Corbacho es un teórico de la tauromaquia y un filosofo de la vida aunque a veces en su mirada y su discurso haya algo de guasa. Algo así como que se está quedando con nosotros. Nació de lo bajo y en su doctrina aplica los cánones básicos de la torería que proyecta en sus lecciones, y según parece, las ha asimilado este extremeño que dice que viene a mandar.
Es cosa buena que un pastor entre tanto hijo de papá torero, venga a poner las cosas en su sitio, si puede o lo dejan, pues soy de los que opinan que a Tomás no lo dejaron y consecuentemente perdió la ilusión.
Este joven de labio superior rugoso y descamado, de evidentes signos de pubertad en su rostro, de habla tierna y pasota y de palabras que rayan la locura nos ha dado una tarde de ilusión. Bienvenida la doctrina de un pastor que quiere luchar contra el lobo, que es lo que hay alrededor del toreo, y pegarle pases buenos al miedo que es el toro.
La novillada del Ventorrillo muy buena, los dos novillos del lote de Esteve, con los que se estrelló, descastados y reservones, confirmaron la regla. Mora aunque dio muletazos buenos no dijo nada porque no se arrebató con ellos, es decir, no toreó, acompañó.

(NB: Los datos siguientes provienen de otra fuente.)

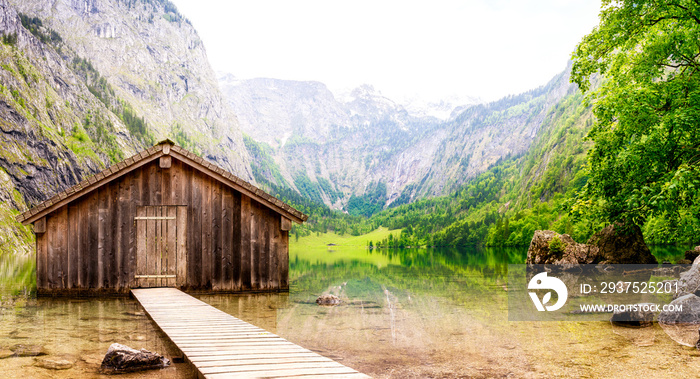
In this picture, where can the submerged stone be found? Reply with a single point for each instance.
(328, 300)
(54, 363)
(6, 353)
(121, 358)
(682, 326)
(614, 244)
(20, 350)
(640, 316)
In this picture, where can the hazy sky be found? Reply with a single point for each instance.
(429, 48)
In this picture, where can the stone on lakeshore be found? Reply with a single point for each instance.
(570, 252)
(682, 326)
(121, 358)
(328, 300)
(641, 317)
(54, 363)
(689, 282)
(6, 353)
(622, 245)
(20, 350)
(612, 245)
(692, 254)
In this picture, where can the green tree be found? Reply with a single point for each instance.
(646, 153)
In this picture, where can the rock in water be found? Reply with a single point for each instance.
(692, 254)
(328, 300)
(54, 363)
(20, 350)
(622, 245)
(612, 245)
(120, 358)
(638, 316)
(682, 326)
(542, 250)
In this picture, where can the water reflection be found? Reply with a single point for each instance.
(405, 313)
(37, 335)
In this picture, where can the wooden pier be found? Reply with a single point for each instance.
(222, 346)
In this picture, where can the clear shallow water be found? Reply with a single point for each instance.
(408, 313)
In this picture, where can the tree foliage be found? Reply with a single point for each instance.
(644, 162)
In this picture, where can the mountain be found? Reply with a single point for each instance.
(362, 152)
(153, 59)
(84, 84)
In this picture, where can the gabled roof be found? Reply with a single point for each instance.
(166, 147)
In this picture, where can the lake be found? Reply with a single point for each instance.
(406, 313)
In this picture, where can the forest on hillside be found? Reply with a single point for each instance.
(623, 148)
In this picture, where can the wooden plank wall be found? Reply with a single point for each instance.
(233, 243)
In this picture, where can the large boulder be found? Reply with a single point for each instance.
(120, 358)
(682, 326)
(692, 254)
(549, 247)
(618, 244)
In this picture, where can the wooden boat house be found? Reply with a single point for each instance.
(162, 218)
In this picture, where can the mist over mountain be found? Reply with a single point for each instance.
(362, 147)
(86, 84)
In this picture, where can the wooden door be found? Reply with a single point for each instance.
(160, 246)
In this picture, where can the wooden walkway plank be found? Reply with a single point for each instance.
(222, 346)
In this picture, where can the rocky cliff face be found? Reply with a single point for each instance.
(156, 62)
(85, 83)
(332, 148)
(53, 130)
(340, 147)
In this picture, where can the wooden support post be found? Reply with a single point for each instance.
(40, 225)
(286, 224)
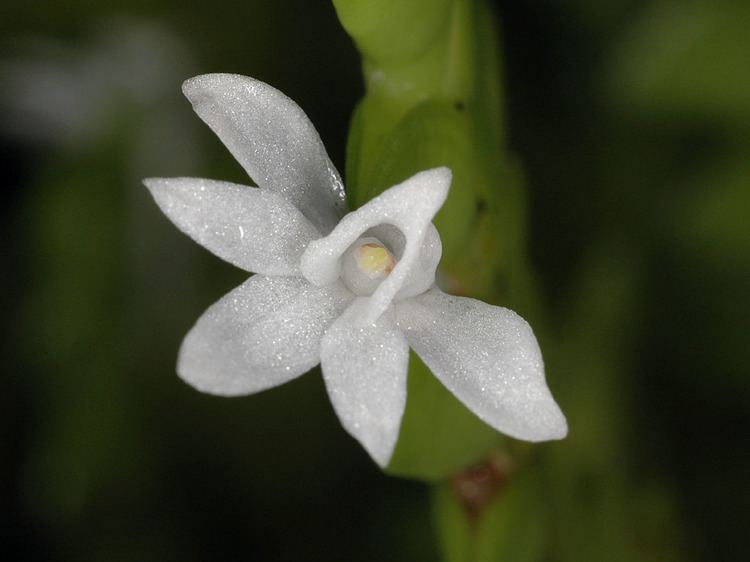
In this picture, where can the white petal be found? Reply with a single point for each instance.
(489, 358)
(272, 138)
(421, 275)
(262, 334)
(409, 206)
(365, 372)
(256, 230)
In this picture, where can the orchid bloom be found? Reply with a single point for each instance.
(350, 292)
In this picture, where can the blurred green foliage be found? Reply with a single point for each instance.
(632, 123)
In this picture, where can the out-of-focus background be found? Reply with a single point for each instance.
(631, 120)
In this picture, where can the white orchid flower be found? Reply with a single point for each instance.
(352, 293)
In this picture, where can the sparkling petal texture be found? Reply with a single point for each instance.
(365, 373)
(409, 206)
(254, 229)
(272, 138)
(488, 357)
(262, 334)
(421, 275)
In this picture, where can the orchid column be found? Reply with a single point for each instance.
(433, 97)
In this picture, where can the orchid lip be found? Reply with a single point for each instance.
(365, 264)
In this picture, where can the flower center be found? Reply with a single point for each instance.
(365, 264)
(374, 260)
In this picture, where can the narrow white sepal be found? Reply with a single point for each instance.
(265, 332)
(256, 230)
(488, 357)
(364, 368)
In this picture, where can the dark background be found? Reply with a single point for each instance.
(632, 122)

Y este nuevo pastor se quedó muy quieto, imprimió temple a sus faenas, puso sello de clasicismo y ortodoxia y nos esperanzó tanto que bien merecerá seguir su doctrina, hasta ver a donde llega porque en este mundo de fariseos ¿no creen que habrá tiempo de crucificarlo?

1 comentario:

pgmacias dijo...

estoy contigo Agustín, a mi también me EMOCIONÓ...bonita palabreja esa de la emoción cuando la transmite lo que pasa en el ruedo...habrá que seguirlo de cerca...yo lo vengo haciendo desde que andaba sin caballos...la espada ...debe pillar el sitio ¡hay que matarlos!...eso se puede aprender y coger el sitio...lo "otro" no, se tiene o se siente porque no lo "venden" en las tiendas.